Day 724 of the Daily Poems. From wetlands to wet. Rain sluicing down – and from ‘How to watch wetland birds’ to ‘Owl watching’. Our poet today Fiona Clark writes “I watched the barn owl during one long November a few years ago, during a time of family illness. He was a mysterious blessing!”
Owl watching
I learnt the grammar of twilight, watching owls:
that moment when the autumn sun sinks, crimson,
under black horizons. The ‘blue hour’ then unfolds:
amethyst, alive with grey and charcoal shadows.
Precisely on his cue, between sunset and dusk
from the dense cover of a hollow oak, he dives:
a small white perfect owl, sharp as crystal.
The universe commands him, for he feels
the soft and silent rhythms of the light.
He did not ask to be himself nor choose
to seek the scream of voles, the blood-sweet kill,
the crunch of minute bones, that blazing heat
within his maw, each tiny death his life.
On high branches, raucous rooks confer
in rain-cloud blackness.
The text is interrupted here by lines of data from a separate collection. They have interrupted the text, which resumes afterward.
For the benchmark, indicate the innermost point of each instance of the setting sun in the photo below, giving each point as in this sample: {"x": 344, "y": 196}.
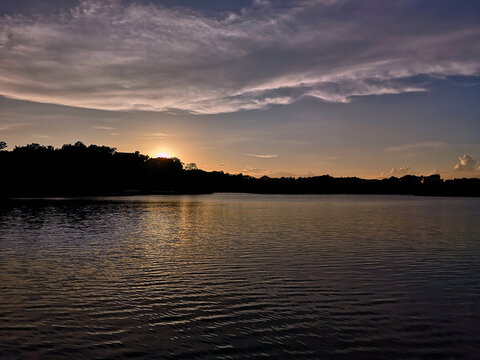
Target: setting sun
{"x": 163, "y": 155}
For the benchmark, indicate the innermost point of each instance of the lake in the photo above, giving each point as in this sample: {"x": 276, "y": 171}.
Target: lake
{"x": 236, "y": 276}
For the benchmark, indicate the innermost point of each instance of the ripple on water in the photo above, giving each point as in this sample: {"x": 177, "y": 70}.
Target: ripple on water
{"x": 241, "y": 276}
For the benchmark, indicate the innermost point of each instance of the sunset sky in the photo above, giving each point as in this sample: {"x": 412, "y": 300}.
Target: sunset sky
{"x": 283, "y": 88}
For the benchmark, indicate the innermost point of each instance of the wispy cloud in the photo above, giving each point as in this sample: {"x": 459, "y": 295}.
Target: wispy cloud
{"x": 102, "y": 127}
{"x": 263, "y": 156}
{"x": 416, "y": 146}
{"x": 467, "y": 164}
{"x": 155, "y": 135}
{"x": 117, "y": 55}
{"x": 401, "y": 171}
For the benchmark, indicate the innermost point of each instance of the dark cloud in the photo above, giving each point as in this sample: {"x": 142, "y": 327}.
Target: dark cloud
{"x": 117, "y": 55}
{"x": 467, "y": 164}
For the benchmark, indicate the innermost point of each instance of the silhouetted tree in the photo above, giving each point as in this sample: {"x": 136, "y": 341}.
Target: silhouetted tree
{"x": 78, "y": 169}
{"x": 191, "y": 166}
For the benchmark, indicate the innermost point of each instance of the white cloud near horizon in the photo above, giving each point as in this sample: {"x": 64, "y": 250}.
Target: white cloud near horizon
{"x": 467, "y": 164}
{"x": 263, "y": 156}
{"x": 115, "y": 56}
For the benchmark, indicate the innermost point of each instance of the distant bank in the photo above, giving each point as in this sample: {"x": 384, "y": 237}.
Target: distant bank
{"x": 79, "y": 170}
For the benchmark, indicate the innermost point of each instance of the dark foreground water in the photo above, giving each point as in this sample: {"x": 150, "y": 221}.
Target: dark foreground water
{"x": 241, "y": 276}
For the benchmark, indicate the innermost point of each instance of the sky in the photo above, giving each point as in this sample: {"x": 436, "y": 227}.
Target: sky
{"x": 368, "y": 88}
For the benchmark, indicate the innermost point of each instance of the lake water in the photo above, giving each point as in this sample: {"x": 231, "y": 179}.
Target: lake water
{"x": 238, "y": 276}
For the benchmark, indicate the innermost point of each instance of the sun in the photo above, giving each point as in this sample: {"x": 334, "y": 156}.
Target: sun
{"x": 163, "y": 155}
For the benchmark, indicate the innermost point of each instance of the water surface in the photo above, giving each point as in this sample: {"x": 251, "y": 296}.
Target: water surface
{"x": 238, "y": 276}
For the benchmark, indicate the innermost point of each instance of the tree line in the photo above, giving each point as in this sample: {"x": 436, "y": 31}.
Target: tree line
{"x": 79, "y": 170}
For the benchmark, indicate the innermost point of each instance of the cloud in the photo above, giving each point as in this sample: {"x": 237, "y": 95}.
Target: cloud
{"x": 255, "y": 171}
{"x": 263, "y": 156}
{"x": 116, "y": 55}
{"x": 417, "y": 146}
{"x": 467, "y": 164}
{"x": 102, "y": 127}
{"x": 401, "y": 171}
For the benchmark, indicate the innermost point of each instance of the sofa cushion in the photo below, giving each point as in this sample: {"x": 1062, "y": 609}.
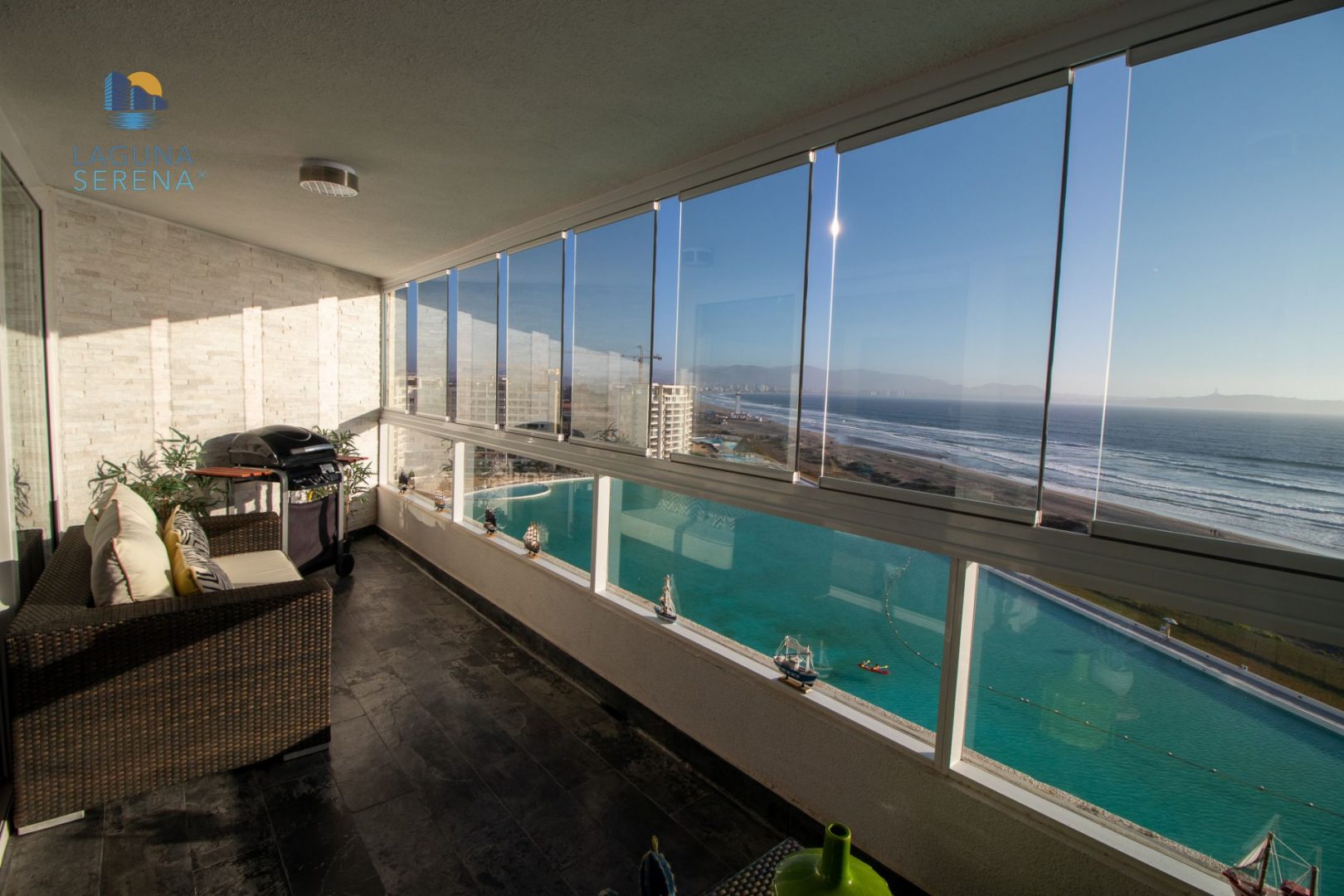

All the crowd appoint
their sentries, to muster the assault.
He is the enemy. They mob him, scattering
with murderous cries. He wings away,
alone and vulnerable, from their harsh harrying,
back to his secret path: by silver lines, invisible
to human sight, he follows with his golden eyes.
Alone he lives and quarters his sad land.
I’m watching for him, in that purple hour –
he knows my face, unruffled by my presence.
Just once, as I rushed down to our trysting place,
acknowledging my life with level gaze, he flew to meet me.